The script follows these steps:

Send an HTTP request to fetch the webpage content.
Parse the HTML using BeautifulSoup.
Extract relevant data (book title, price, and rating).
Save the data to a CSV file for further analysis.

Step 1. Import Required Libraries

import requests
from bs4 import BeautifulSoup
import csv
import sqlite3

These libraries help in sending requests, parsing HTML, writing to CSV files, and storing data in an SQLite database.

Step 2. Set Up HTTP Headers

To avoid being blocked by the server, we set up a User-Agent header to mimic a browser request:

headers = {
    'User-Agent': 'Mozilla/5.0 (Windows NT 10.0; Win64; x64) AppleWebKit/537.36 (KHTML, like Gecko) Chrome/58.0.3029.110 Safari/537.3'
}

Step 3. Initialize CSV File

We create a CSV file and define column headers:

csv_file = open('books.csv', 'w', newline='', encoding='utf-8')
csv_writer = csv.writer(csv_file)
csv_writer.writerow(['Title', 'Price', 'Rating'])

Step 4. Define the Rating Conversion Function

Since ratings are represented as class names in the HTML, we map them to numerical values:

def get_rating(rating_class):
    """Convert rating text to numerical value"""
    rating_map = {'One': 1, 'Two': 2, 'Three': 3, 'Four': 4, 'Five': 5}
    return rating_map.get(rating_class, 0)

Step 5. Scrape the Web Page

We send an HTTP GET request to the website and parse the response using BeautifulSoup:

url = 'http://books.toscrape.com/catalogue/page-1.html'
response = requests.get(url, headers=headers, timeout=10)
response.raise_for_status()

soup = BeautifulSoup(response.text, 'html.parser')
books = soup.find_all('article', class_='product_pod')

print(f"Processing first page... Found {len(books)} books")

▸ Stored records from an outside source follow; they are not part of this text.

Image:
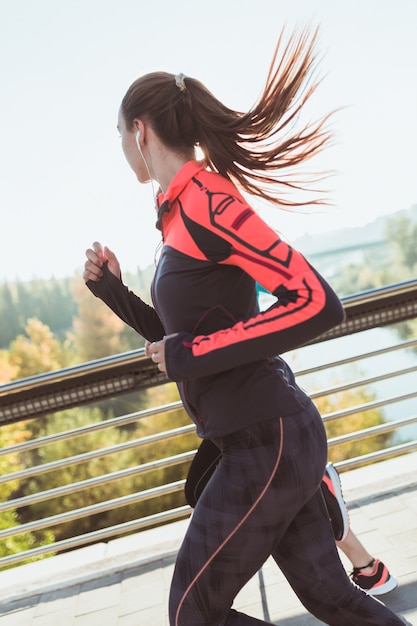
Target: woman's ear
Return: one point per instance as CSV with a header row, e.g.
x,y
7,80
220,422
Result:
x,y
139,127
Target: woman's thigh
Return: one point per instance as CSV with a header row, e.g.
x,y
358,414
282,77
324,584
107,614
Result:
x,y
258,487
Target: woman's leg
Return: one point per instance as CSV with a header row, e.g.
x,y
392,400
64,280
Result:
x,y
255,492
232,531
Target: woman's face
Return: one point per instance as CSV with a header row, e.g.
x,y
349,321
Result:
x,y
130,150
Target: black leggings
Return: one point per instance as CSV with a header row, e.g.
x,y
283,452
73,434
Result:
x,y
264,499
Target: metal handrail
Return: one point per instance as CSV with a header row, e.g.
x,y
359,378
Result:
x,y
40,395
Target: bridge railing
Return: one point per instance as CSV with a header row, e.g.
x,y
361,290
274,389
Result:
x,y
335,371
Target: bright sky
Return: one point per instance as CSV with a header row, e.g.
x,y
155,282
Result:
x,y
65,66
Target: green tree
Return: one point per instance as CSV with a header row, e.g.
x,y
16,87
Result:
x,y
37,351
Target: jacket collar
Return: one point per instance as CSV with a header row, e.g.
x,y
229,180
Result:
x,y
176,186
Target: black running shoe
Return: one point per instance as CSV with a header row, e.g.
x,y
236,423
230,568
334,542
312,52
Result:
x,y
378,582
336,506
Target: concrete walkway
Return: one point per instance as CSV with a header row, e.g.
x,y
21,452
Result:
x,y
125,582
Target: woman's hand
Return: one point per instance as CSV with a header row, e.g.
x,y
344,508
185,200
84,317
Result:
x,y
156,351
96,257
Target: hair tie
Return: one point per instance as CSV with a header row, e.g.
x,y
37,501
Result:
x,y
180,82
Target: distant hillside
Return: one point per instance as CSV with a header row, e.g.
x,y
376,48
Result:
x,y
350,238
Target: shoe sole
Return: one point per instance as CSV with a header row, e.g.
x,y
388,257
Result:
x,y
334,477
380,590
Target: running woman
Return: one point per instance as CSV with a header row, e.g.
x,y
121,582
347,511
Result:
x,y
207,333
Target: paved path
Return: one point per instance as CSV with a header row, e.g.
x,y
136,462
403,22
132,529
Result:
x,y
126,582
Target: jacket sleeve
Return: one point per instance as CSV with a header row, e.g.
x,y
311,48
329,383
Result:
x,y
127,305
306,305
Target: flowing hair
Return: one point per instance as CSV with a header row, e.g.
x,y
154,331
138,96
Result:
x,y
259,150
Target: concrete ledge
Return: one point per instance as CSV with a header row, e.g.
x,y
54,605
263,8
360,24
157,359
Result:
x,y
104,559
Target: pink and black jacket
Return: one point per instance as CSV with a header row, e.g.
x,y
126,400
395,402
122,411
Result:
x,y
225,356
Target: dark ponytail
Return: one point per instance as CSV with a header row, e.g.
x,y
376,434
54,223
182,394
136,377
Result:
x,y
258,150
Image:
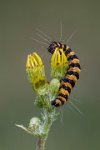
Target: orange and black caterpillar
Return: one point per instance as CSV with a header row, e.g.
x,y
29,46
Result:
x,y
71,75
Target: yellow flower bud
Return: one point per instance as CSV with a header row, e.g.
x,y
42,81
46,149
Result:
x,y
35,70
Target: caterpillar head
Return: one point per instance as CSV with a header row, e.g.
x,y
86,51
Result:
x,y
52,46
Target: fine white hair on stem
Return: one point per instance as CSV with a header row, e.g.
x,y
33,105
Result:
x,y
76,108
60,31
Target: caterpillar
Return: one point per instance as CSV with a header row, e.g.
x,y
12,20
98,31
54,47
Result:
x,y
71,74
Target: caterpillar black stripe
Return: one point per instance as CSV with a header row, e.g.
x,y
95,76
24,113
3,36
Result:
x,y
71,75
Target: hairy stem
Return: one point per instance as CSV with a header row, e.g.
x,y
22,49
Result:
x,y
47,122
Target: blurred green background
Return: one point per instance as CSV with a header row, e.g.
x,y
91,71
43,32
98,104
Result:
x,y
18,23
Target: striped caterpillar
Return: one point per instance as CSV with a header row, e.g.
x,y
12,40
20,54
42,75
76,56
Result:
x,y
71,75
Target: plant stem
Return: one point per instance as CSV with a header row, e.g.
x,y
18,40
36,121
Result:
x,y
48,120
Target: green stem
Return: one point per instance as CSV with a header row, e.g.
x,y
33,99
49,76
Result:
x,y
49,118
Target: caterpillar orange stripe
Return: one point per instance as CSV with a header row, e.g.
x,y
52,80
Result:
x,y
71,75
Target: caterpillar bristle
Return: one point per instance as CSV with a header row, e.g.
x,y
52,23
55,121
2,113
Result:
x,y
71,75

Step 6. Extract and Store Data

We loop through the books and extract relevant information:

for book in books:
    try:
        title = book.h3.a['title']
        
        # Extract and clean price
        price_element = book.find('p', class_='price_color')
        price_text = price_element.text.strip() if price_element else '0'
        price_clean = ''.join(c for c in price_text if c.isdigit() or c == '.')
        
        # Handle multiple decimal points and empty values
        if not price_clean:
            price = 0.0
        else:
            parts = price_clean.split('.')
            if len(parts) > 1:
                price_clean = f"{parts[0]}.{''.join(parts[1:])}"
            price = float(price_clean)

        # Extract rating
        rating_element = book.find('p', class_='star-rating')
        rating_class = rating_element['class'][1] if rating_element else ''
        rating = get_rating(rating_class)

        # Write to CSV
        csv_writer.writerow([title, price, rating])
        print(f"Processed book: {title}")

    except Exception as e:
        print(f"Error processing book: {e}")
        print(f"Raw price text: {repr(price_text)}")
        print(f"Cleaned price: {repr(price_clean)}")
        continue

Output

Web Scraping Books Data Using Python

Enhancements and Future Improvements

Pagination Handling: Extend the script to scrape multiple pages automatically.
Database Storage: Save scraped data to an SQLite database for better data management.
Error Handling: Improve exception handling for robustness.
GUI Integration: Develop a simple interface to display results interactively.

With these improvements, you can transform this script into a fully functional web scraping tool.